Here There and Everywhere

Expat wanderer

Zion National Park, Mineral Gulch and the Coral Sand Dunes

Wake up to grandeur in Zion National Park πŸ™‚

 

It’s a little chilly for breakfast on the terrace, but the inside restaurant is nice, the wait staff is exceptional, professional, helpful and quick. When I saw blueberries available on another dish, and asked the waiter if I could add them to my oatmeal, it was a done deal. Don’t you just love it?


Most of the hiking groups who are tackling the higher peaks have already departed, but there are some elderly hikers getting a later start. We hike, but we are not group hikers. We like to set our own schedule and our own pace, but we admire the groups that have been hiking for years and adapting to one another’s styles. They have a great camaraderie.

We have to take the shuttle to get deeper into the park, so we go all the way to the end. Our plan is to do the Riverwalk hike, then work our way back to the hotel. At this time of the morning, there are only adults, no children. The children arrive on buses, hundreds of school children brought to the park nearing the end of the school year, to show them the wonder of our country’s natural beauty.

The Riverwalk is awesome. It is glorious, and relatively easy, and relatively safe. You reach a point where it says “no wheelchairs beyond this point due to the grade” and realize that even to this point, there have been steady ups and downs.

The beauty is so totally different from Bryce Canyon, we are in another geological era and we are viewing it all from below, rather than from above. This reminds me very much of Yosemite, with Capital Dome, and all the granite. The color mixtures here are wonderful to behold.

You can see that the path is mostly smooth, and paved, with an obstruction here and there to keep it interesting and natural.

There are rockfalls along the path, giant rockfalls. Anyone with an inkling of imagination can realize how short life can be, how unpredictable, how chaotic.

 

It is so early that the river itself is mostly in the dark.

 

Wonderful plants and flowers find enough nutrients in crevices and eroded places to explode into life.

Look at those trees, clinging to life at the tops of these cliffs!

 

I spotted this, and followed the line up.

AdventureMan, with his sharp eyes, spots an anomaly on the side of the cliff:

We think this is one of the park employees, creating safe climbing areas for those who like to go straight up, using ropes and pitons and you know, climbing stuff.

 

Leaving Zion, we are exploring Mineral Gulch, just outside Zion National Park, where we are told there are pictographs. I will tell you the truth, but do not do what we did, it is not safe. AdventureMan went one way, and I went another. I found a dry stream bed that looked promising, and I followed it.

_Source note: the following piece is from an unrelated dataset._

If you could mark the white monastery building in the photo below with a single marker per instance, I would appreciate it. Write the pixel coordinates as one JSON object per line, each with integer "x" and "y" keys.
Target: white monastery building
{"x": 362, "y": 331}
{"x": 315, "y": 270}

Doesn’t this look exactly like where pictographs would be?

Or this? Oh, I wish AdventureMan were with me, with his sharp eyes. Even as I am thinking how very wrong and stupid it is to be off exploring separately, not together, I keep going a little further, a little further. Every now and then AdventureMan and I shout back and forth, but it’s been a while since I have heard him. I know I need to go back, I know it, but maybe, just around the corner, are the pictographs.

 

We never found the pictographs. I found a lot of places where I think they should be, but if they were there, I didn’t see them. Hot, tired, dehydrated, we headed for Mt. Carmel Junction, where we found this crazy funky restaurant, and got our orders in just before the Korean tour bus arrived.

Club Sandwich for AdventureMan:

Taco Salad for me. Very different, lots of peppers, lots of salsa. Very tasty, not a lot of beans or meat.

 

AdventureMan has spotted another remote road going to Coral Dunes State Park. I keep thinking we are on the wrong road, and he keeps insisting this is the road, it is the only road it can be. We are not arguing, we are just not on the same page. He was right. We find the Coral Sand Dunes, and they are beautiful.

He has shown me the road on the map, and we THINK we can make it, but his rental is a little low to the ground. I notice that the road number obscures the fact that for four miles, going into Arizona, the road is actually a track. We hold our breath, as the pavement ends, the road turns into washboard, the road forms crevasses, and we just hope the road doesn’t wash away. This is one of the longest four miles ever.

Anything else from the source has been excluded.